Question 6.7 - For tree (b), what is A after Line 4? After Line 5?

During Heapsort

Running time of Heapsort

Build_Max_Heap (A)
1 A.heap-size ← A.length
2 for i ← ⌊A.length/2⌋ downto 1 do
3    Max_Heapify (A, i)
Heapsort (A)
1 Build_Max_Heap (A) O(n)
2    for i ← A.length downto 2 do n*O(1)
3       exchange A[1] ↔ A[i] (n-1)*O(1)
4       A.heap-size ← A.heap-size[A] (n-1)*O(1)
5       Max_Heapify (A, 1) (n-1)*Θ(lg n)

Analysis of Heapsort

Question 6.7 - Remember our initial mistake on thinking Build_Max_Heap was O(n lg n) by assuming a tree of height lg n for each of the n applications of Max_Heapify - are we making the same mistake again?

Consider the running time of each line in the Heapsort algorithm.

Recall that Build_Max_Heap (section 6.3)

T(n)Build_Max_Heap = O(n)

1. Build_Max_Heap must visit at least  ⌊n/2⌋  nodes, running Max_Heapify at each node.
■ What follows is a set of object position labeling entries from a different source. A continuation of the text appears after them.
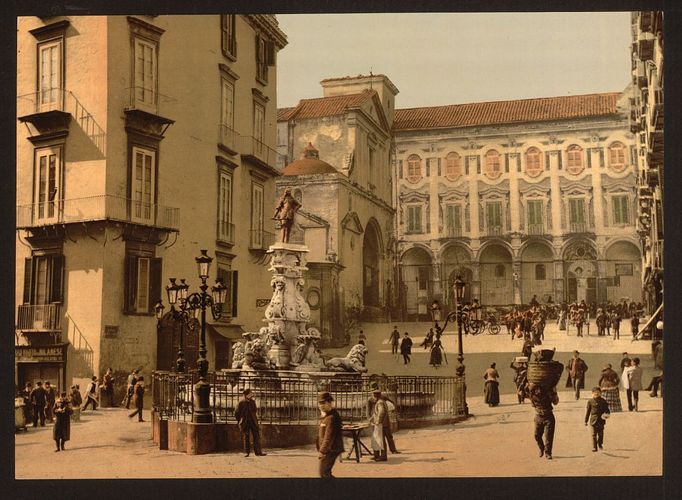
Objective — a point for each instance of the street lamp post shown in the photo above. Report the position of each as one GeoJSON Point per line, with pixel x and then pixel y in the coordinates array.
{"type": "Point", "coordinates": [456, 315]}
{"type": "Point", "coordinates": [191, 306]}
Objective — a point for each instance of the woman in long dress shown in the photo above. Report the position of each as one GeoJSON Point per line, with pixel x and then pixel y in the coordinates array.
{"type": "Point", "coordinates": [436, 353]}
{"type": "Point", "coordinates": [61, 431]}
{"type": "Point", "coordinates": [609, 383]}
{"type": "Point", "coordinates": [491, 388]}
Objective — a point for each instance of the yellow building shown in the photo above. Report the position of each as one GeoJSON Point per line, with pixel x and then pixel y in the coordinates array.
{"type": "Point", "coordinates": [141, 140]}
{"type": "Point", "coordinates": [646, 122]}
{"type": "Point", "coordinates": [339, 148]}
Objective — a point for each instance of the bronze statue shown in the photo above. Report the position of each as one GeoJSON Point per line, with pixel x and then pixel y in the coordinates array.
{"type": "Point", "coordinates": [284, 213]}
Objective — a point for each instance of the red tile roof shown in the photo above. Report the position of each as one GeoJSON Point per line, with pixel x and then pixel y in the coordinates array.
{"type": "Point", "coordinates": [324, 106]}
{"type": "Point", "coordinates": [498, 112]}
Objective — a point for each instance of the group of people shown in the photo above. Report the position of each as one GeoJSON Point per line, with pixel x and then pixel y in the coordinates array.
{"type": "Point", "coordinates": [41, 404]}
{"type": "Point", "coordinates": [404, 344]}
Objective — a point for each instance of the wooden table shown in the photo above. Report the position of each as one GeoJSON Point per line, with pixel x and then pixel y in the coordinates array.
{"type": "Point", "coordinates": [354, 431]}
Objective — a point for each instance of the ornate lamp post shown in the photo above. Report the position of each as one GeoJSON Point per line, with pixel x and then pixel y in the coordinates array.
{"type": "Point", "coordinates": [457, 316]}
{"type": "Point", "coordinates": [191, 306]}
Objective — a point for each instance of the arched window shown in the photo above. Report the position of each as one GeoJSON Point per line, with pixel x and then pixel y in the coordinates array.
{"type": "Point", "coordinates": [492, 164]}
{"type": "Point", "coordinates": [574, 157]}
{"type": "Point", "coordinates": [617, 156]}
{"type": "Point", "coordinates": [533, 162]}
{"type": "Point", "coordinates": [540, 272]}
{"type": "Point", "coordinates": [414, 168]}
{"type": "Point", "coordinates": [453, 166]}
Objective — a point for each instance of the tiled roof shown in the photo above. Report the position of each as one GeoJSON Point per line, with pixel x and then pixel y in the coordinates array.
{"type": "Point", "coordinates": [283, 113]}
{"type": "Point", "coordinates": [324, 106]}
{"type": "Point", "coordinates": [498, 112]}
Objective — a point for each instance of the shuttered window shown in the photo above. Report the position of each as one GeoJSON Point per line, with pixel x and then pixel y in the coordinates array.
{"type": "Point", "coordinates": [621, 213]}
{"type": "Point", "coordinates": [142, 284]}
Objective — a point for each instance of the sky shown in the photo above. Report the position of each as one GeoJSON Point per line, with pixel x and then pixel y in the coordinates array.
{"type": "Point", "coordinates": [450, 58]}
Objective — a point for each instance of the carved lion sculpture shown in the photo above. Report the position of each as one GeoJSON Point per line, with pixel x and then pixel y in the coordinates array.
{"type": "Point", "coordinates": [353, 362]}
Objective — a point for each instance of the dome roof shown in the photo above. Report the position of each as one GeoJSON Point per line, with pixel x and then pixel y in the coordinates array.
{"type": "Point", "coordinates": [309, 164]}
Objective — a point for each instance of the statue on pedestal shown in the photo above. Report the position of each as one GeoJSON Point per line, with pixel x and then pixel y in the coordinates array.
{"type": "Point", "coordinates": [284, 213]}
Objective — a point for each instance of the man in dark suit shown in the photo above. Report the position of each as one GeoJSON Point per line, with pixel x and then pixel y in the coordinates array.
{"type": "Point", "coordinates": [38, 399]}
{"type": "Point", "coordinates": [597, 411]}
{"type": "Point", "coordinates": [576, 374]}
{"type": "Point", "coordinates": [406, 347]}
{"type": "Point", "coordinates": [542, 398]}
{"type": "Point", "coordinates": [247, 419]}
{"type": "Point", "coordinates": [329, 434]}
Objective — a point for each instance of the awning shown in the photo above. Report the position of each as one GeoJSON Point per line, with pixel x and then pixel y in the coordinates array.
{"type": "Point", "coordinates": [649, 321]}
{"type": "Point", "coordinates": [228, 331]}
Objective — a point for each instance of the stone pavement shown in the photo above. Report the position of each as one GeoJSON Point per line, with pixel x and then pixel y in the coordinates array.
{"type": "Point", "coordinates": [496, 442]}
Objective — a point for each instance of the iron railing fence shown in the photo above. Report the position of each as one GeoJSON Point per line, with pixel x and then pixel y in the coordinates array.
{"type": "Point", "coordinates": [291, 397]}
{"type": "Point", "coordinates": [43, 317]}
{"type": "Point", "coordinates": [91, 208]}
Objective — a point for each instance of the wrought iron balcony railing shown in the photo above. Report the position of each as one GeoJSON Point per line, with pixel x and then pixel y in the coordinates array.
{"type": "Point", "coordinates": [453, 232]}
{"type": "Point", "coordinates": [95, 208]}
{"type": "Point", "coordinates": [226, 232]}
{"type": "Point", "coordinates": [56, 99]}
{"type": "Point", "coordinates": [39, 318]}
{"type": "Point", "coordinates": [578, 227]}
{"type": "Point", "coordinates": [250, 146]}
{"type": "Point", "coordinates": [261, 240]}
{"type": "Point", "coordinates": [494, 230]}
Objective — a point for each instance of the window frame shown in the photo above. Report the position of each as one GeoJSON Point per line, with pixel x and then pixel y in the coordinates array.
{"type": "Point", "coordinates": [575, 162]}
{"type": "Point", "coordinates": [492, 160]}
{"type": "Point", "coordinates": [56, 94]}
{"type": "Point", "coordinates": [228, 35]}
{"type": "Point", "coordinates": [151, 152]}
{"type": "Point", "coordinates": [414, 223]}
{"type": "Point", "coordinates": [261, 59]}
{"type": "Point", "coordinates": [224, 229]}
{"type": "Point", "coordinates": [56, 201]}
{"type": "Point", "coordinates": [144, 102]}
{"type": "Point", "coordinates": [620, 202]}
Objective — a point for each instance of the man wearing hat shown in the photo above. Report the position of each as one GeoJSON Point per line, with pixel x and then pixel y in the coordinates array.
{"type": "Point", "coordinates": [329, 434]}
{"type": "Point", "coordinates": [247, 419]}
{"type": "Point", "coordinates": [576, 374]}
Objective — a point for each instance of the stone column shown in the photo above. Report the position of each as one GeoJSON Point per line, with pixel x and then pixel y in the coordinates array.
{"type": "Point", "coordinates": [516, 281]}
{"type": "Point", "coordinates": [288, 312]}
{"type": "Point", "coordinates": [559, 281]}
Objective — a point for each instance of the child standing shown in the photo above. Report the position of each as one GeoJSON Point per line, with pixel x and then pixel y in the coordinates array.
{"type": "Point", "coordinates": [597, 412]}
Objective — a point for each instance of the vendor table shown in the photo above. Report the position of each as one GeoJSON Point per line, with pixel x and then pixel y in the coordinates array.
{"type": "Point", "coordinates": [354, 431]}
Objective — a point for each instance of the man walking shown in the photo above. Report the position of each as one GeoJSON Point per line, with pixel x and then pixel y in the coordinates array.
{"type": "Point", "coordinates": [138, 396]}
{"type": "Point", "coordinates": [329, 435]}
{"type": "Point", "coordinates": [406, 348]}
{"type": "Point", "coordinates": [576, 374]}
{"type": "Point", "coordinates": [91, 394]}
{"type": "Point", "coordinates": [38, 400]}
{"type": "Point", "coordinates": [394, 339]}
{"type": "Point", "coordinates": [247, 419]}
{"type": "Point", "coordinates": [634, 324]}
{"type": "Point", "coordinates": [50, 398]}
{"type": "Point", "coordinates": [597, 411]}
{"type": "Point", "coordinates": [542, 398]}
{"type": "Point", "coordinates": [132, 380]}
{"type": "Point", "coordinates": [383, 416]}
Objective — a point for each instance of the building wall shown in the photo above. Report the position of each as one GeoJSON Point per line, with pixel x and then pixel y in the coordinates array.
{"type": "Point", "coordinates": [516, 240]}
{"type": "Point", "coordinates": [98, 64]}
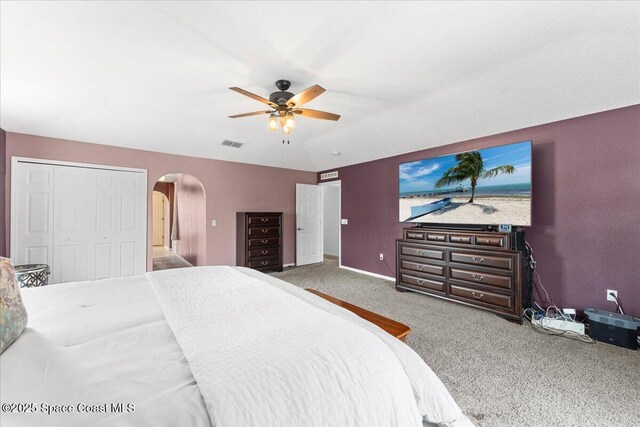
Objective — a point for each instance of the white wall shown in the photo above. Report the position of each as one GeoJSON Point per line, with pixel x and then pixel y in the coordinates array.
{"type": "Point", "coordinates": [331, 219]}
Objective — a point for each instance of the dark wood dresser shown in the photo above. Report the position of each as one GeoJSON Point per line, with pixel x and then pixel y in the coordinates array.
{"type": "Point", "coordinates": [259, 243]}
{"type": "Point", "coordinates": [475, 268]}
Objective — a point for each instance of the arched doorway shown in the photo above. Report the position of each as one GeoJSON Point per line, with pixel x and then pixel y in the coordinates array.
{"type": "Point", "coordinates": [184, 222]}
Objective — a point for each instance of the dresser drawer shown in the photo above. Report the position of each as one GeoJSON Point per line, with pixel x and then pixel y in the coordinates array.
{"type": "Point", "coordinates": [461, 238]}
{"type": "Point", "coordinates": [414, 235]}
{"type": "Point", "coordinates": [437, 270]}
{"type": "Point", "coordinates": [423, 282]}
{"type": "Point", "coordinates": [483, 297]}
{"type": "Point", "coordinates": [264, 231]}
{"type": "Point", "coordinates": [436, 237]}
{"type": "Point", "coordinates": [259, 253]}
{"type": "Point", "coordinates": [263, 221]}
{"type": "Point", "coordinates": [504, 282]}
{"type": "Point", "coordinates": [264, 262]}
{"type": "Point", "coordinates": [496, 241]}
{"type": "Point", "coordinates": [422, 252]}
{"type": "Point", "coordinates": [266, 241]}
{"type": "Point", "coordinates": [505, 262]}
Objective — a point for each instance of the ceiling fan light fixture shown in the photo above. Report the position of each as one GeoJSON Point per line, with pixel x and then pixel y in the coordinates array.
{"type": "Point", "coordinates": [273, 122]}
{"type": "Point", "coordinates": [289, 121]}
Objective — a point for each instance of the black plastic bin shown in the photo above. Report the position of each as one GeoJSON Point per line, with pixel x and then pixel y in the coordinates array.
{"type": "Point", "coordinates": [613, 328]}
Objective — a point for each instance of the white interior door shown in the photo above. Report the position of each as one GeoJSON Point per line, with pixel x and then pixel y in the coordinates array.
{"type": "Point", "coordinates": [308, 224]}
{"type": "Point", "coordinates": [158, 218]}
{"type": "Point", "coordinates": [69, 225]}
{"type": "Point", "coordinates": [32, 199]}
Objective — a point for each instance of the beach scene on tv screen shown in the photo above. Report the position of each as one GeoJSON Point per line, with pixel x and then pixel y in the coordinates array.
{"type": "Point", "coordinates": [487, 186]}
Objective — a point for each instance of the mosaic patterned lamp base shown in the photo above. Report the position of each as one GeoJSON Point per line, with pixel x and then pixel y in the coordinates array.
{"type": "Point", "coordinates": [32, 275]}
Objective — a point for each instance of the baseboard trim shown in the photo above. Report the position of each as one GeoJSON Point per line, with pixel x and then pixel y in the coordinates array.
{"type": "Point", "coordinates": [368, 273]}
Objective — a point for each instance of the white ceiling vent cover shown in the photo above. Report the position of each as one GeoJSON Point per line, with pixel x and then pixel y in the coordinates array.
{"type": "Point", "coordinates": [233, 144]}
{"type": "Point", "coordinates": [328, 175]}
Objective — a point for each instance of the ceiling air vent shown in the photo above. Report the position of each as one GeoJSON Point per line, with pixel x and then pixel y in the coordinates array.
{"type": "Point", "coordinates": [328, 175]}
{"type": "Point", "coordinates": [232, 144]}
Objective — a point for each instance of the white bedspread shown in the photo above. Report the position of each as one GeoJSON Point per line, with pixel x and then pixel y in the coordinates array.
{"type": "Point", "coordinates": [264, 352]}
{"type": "Point", "coordinates": [99, 343]}
{"type": "Point", "coordinates": [290, 359]}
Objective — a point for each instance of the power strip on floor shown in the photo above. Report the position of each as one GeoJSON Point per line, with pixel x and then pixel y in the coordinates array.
{"type": "Point", "coordinates": [558, 324]}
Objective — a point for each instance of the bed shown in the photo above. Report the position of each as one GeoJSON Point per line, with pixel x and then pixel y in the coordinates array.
{"type": "Point", "coordinates": [210, 346]}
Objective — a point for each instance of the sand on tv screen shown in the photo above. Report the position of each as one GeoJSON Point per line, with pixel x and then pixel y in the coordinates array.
{"type": "Point", "coordinates": [482, 187]}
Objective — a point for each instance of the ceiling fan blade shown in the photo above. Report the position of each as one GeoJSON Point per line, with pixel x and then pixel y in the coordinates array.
{"type": "Point", "coordinates": [315, 114]}
{"type": "Point", "coordinates": [255, 113]}
{"type": "Point", "coordinates": [305, 96]}
{"type": "Point", "coordinates": [254, 96]}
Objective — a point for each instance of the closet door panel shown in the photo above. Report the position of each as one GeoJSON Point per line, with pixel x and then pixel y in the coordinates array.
{"type": "Point", "coordinates": [102, 230]}
{"type": "Point", "coordinates": [132, 230]}
{"type": "Point", "coordinates": [69, 224]}
{"type": "Point", "coordinates": [33, 233]}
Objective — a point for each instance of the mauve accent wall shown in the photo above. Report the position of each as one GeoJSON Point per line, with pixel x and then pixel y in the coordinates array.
{"type": "Point", "coordinates": [3, 180]}
{"type": "Point", "coordinates": [586, 207]}
{"type": "Point", "coordinates": [229, 187]}
{"type": "Point", "coordinates": [192, 220]}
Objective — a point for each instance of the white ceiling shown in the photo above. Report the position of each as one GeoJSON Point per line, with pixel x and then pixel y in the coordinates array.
{"type": "Point", "coordinates": [404, 76]}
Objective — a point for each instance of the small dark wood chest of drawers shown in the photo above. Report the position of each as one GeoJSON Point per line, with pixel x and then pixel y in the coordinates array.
{"type": "Point", "coordinates": [468, 267]}
{"type": "Point", "coordinates": [259, 240]}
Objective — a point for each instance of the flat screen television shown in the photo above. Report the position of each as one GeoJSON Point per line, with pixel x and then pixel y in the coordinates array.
{"type": "Point", "coordinates": [490, 186]}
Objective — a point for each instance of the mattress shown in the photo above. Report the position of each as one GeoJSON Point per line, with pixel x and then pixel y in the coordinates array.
{"type": "Point", "coordinates": [105, 352]}
{"type": "Point", "coordinates": [98, 343]}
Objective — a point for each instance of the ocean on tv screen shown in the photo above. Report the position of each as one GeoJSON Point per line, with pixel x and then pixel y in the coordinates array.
{"type": "Point", "coordinates": [487, 186]}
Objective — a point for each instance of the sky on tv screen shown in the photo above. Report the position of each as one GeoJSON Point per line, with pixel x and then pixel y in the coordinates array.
{"type": "Point", "coordinates": [422, 175]}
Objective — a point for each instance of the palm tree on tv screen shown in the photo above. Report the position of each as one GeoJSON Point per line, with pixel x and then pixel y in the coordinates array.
{"type": "Point", "coordinates": [470, 166]}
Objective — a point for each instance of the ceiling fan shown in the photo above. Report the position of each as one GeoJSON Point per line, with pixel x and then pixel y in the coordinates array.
{"type": "Point", "coordinates": [285, 105]}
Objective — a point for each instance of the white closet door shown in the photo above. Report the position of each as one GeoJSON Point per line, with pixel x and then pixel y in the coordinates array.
{"type": "Point", "coordinates": [69, 224]}
{"type": "Point", "coordinates": [86, 223]}
{"type": "Point", "coordinates": [103, 218]}
{"type": "Point", "coordinates": [33, 214]}
{"type": "Point", "coordinates": [132, 227]}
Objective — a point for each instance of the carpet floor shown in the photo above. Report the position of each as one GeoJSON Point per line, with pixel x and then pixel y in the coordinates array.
{"type": "Point", "coordinates": [500, 373]}
{"type": "Point", "coordinates": [168, 262]}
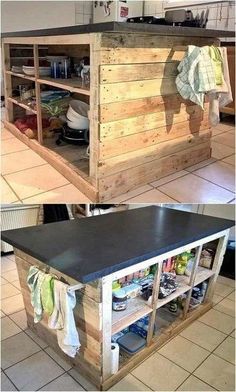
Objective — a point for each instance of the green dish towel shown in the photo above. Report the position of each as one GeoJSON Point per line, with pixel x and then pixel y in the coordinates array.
{"type": "Point", "coordinates": [47, 297]}
{"type": "Point", "coordinates": [217, 61]}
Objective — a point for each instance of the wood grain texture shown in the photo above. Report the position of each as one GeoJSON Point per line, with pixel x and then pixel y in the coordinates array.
{"type": "Point", "coordinates": [130, 179]}
{"type": "Point", "coordinates": [139, 157]}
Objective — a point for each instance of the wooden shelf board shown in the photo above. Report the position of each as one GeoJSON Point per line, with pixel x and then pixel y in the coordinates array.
{"type": "Point", "coordinates": [16, 101]}
{"type": "Point", "coordinates": [136, 309]}
{"type": "Point", "coordinates": [74, 84]}
{"type": "Point", "coordinates": [202, 274]}
{"type": "Point", "coordinates": [19, 75]}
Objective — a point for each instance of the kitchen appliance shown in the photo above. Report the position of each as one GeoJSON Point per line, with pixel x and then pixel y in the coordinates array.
{"type": "Point", "coordinates": [119, 11]}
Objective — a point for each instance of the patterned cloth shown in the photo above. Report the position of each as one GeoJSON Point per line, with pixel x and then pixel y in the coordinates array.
{"type": "Point", "coordinates": [196, 75]}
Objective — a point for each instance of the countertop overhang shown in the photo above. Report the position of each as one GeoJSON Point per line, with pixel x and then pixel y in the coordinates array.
{"type": "Point", "coordinates": [122, 27]}
{"type": "Point", "coordinates": [91, 248]}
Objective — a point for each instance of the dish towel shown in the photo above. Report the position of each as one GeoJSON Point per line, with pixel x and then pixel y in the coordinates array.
{"type": "Point", "coordinates": [35, 279]}
{"type": "Point", "coordinates": [62, 319]}
{"type": "Point", "coordinates": [196, 75]}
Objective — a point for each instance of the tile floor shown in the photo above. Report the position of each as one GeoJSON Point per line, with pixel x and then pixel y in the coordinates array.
{"type": "Point", "coordinates": [200, 358]}
{"type": "Point", "coordinates": [27, 178]}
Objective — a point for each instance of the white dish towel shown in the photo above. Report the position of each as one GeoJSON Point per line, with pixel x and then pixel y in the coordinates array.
{"type": "Point", "coordinates": [62, 319]}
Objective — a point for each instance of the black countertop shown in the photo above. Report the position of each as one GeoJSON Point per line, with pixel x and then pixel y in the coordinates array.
{"type": "Point", "coordinates": [122, 27]}
{"type": "Point", "coordinates": [90, 248]}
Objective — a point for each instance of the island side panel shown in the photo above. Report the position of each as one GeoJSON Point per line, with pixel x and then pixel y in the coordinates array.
{"type": "Point", "coordinates": [87, 315]}
{"type": "Point", "coordinates": [147, 131]}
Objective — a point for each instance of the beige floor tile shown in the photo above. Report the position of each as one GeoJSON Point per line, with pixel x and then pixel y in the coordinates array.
{"type": "Point", "coordinates": [8, 290]}
{"type": "Point", "coordinates": [37, 340]}
{"type": "Point", "coordinates": [13, 304]}
{"type": "Point", "coordinates": [200, 164]}
{"type": "Point", "coordinates": [160, 374]}
{"type": "Point", "coordinates": [63, 383]}
{"type": "Point", "coordinates": [10, 275]}
{"type": "Point", "coordinates": [218, 373]}
{"type": "Point", "coordinates": [219, 173]}
{"type": "Point", "coordinates": [22, 160]}
{"type": "Point", "coordinates": [215, 319]}
{"type": "Point", "coordinates": [231, 296]}
{"type": "Point", "coordinates": [6, 384]}
{"type": "Point", "coordinates": [34, 372]}
{"type": "Point", "coordinates": [129, 383]}
{"type": "Point", "coordinates": [5, 134]}
{"type": "Point", "coordinates": [194, 384]}
{"type": "Point", "coordinates": [88, 386]}
{"type": "Point", "coordinates": [20, 319]}
{"type": "Point", "coordinates": [226, 139]}
{"type": "Point", "coordinates": [8, 328]}
{"type": "Point", "coordinates": [7, 264]}
{"type": "Point", "coordinates": [193, 189]}
{"type": "Point", "coordinates": [226, 281]}
{"type": "Point", "coordinates": [223, 290]}
{"type": "Point", "coordinates": [227, 350]}
{"type": "Point", "coordinates": [169, 178]}
{"type": "Point", "coordinates": [226, 306]}
{"type": "Point", "coordinates": [33, 181]}
{"type": "Point", "coordinates": [184, 353]}
{"type": "Point", "coordinates": [7, 194]}
{"type": "Point", "coordinates": [63, 363]}
{"type": "Point", "coordinates": [216, 298]}
{"type": "Point", "coordinates": [12, 145]}
{"type": "Point", "coordinates": [130, 194]}
{"type": "Point", "coordinates": [203, 335]}
{"type": "Point", "coordinates": [16, 348]}
{"type": "Point", "coordinates": [68, 194]}
{"type": "Point", "coordinates": [219, 151]}
{"type": "Point", "coordinates": [153, 196]}
{"type": "Point", "coordinates": [230, 160]}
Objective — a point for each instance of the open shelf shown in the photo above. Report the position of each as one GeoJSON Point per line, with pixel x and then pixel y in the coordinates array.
{"type": "Point", "coordinates": [23, 105]}
{"type": "Point", "coordinates": [73, 85]}
{"type": "Point", "coordinates": [136, 309]}
{"type": "Point", "coordinates": [202, 274]}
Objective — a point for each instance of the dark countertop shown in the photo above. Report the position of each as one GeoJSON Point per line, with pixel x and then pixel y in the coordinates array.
{"type": "Point", "coordinates": [90, 248]}
{"type": "Point", "coordinates": [121, 27]}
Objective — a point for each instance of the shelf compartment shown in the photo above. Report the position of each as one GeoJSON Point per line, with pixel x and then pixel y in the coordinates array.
{"type": "Point", "coordinates": [17, 101]}
{"type": "Point", "coordinates": [136, 309]}
{"type": "Point", "coordinates": [73, 85]}
{"type": "Point", "coordinates": [23, 76]}
{"type": "Point", "coordinates": [202, 274]}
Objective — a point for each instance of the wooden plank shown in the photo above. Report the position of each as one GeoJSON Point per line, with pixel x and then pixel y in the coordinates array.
{"type": "Point", "coordinates": [111, 148]}
{"type": "Point", "coordinates": [116, 92]}
{"type": "Point", "coordinates": [68, 170]}
{"type": "Point", "coordinates": [130, 179]}
{"type": "Point", "coordinates": [121, 110]}
{"type": "Point", "coordinates": [139, 157]}
{"type": "Point", "coordinates": [106, 326]}
{"type": "Point", "coordinates": [7, 81]}
{"type": "Point", "coordinates": [142, 55]}
{"type": "Point", "coordinates": [168, 118]}
{"type": "Point", "coordinates": [131, 72]}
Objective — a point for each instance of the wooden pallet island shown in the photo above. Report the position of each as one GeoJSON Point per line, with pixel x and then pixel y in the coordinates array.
{"type": "Point", "coordinates": [74, 262]}
{"type": "Point", "coordinates": [140, 127]}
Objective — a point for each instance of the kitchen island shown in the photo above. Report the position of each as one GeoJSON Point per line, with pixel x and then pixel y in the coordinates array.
{"type": "Point", "coordinates": [140, 128]}
{"type": "Point", "coordinates": [91, 253]}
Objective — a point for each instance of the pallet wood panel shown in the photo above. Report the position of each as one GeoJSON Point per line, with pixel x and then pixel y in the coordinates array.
{"type": "Point", "coordinates": [168, 119]}
{"type": "Point", "coordinates": [156, 169]}
{"type": "Point", "coordinates": [111, 148]}
{"type": "Point", "coordinates": [130, 72]}
{"type": "Point", "coordinates": [139, 157]}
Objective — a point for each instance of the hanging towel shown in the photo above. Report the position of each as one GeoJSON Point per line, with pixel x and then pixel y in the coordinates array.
{"type": "Point", "coordinates": [62, 319]}
{"type": "Point", "coordinates": [47, 294]}
{"type": "Point", "coordinates": [35, 279]}
{"type": "Point", "coordinates": [217, 61]}
{"type": "Point", "coordinates": [196, 75]}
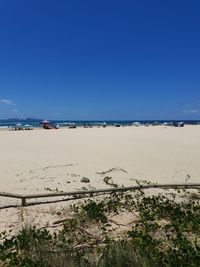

O(n).

2. O(1), repeated n times, so O(n).

3. O(1), repeated n − 1 times, so O(n).

4. O(1), repeated n − 1 times, so O(n).

5. Running time equal to the running time of Max_Heapify, repeated n−1 times.

Recall that we have already derived that for Max_Heapify (section 6.2 of the text)

T(n)Max_Heapify = Θ(lg n)

Since the running time of Max_Heapify is Θ(lg n), the overall running time for Heapsort is:

T(n)Heapsort = T(n)Build_Max_Heap + (n-1)T(n)Max_Heapify
  = O(n) + (n-1) Θ(lg n) 
  = O(n) + Θ(n lg n)
  = Θ(n lg n)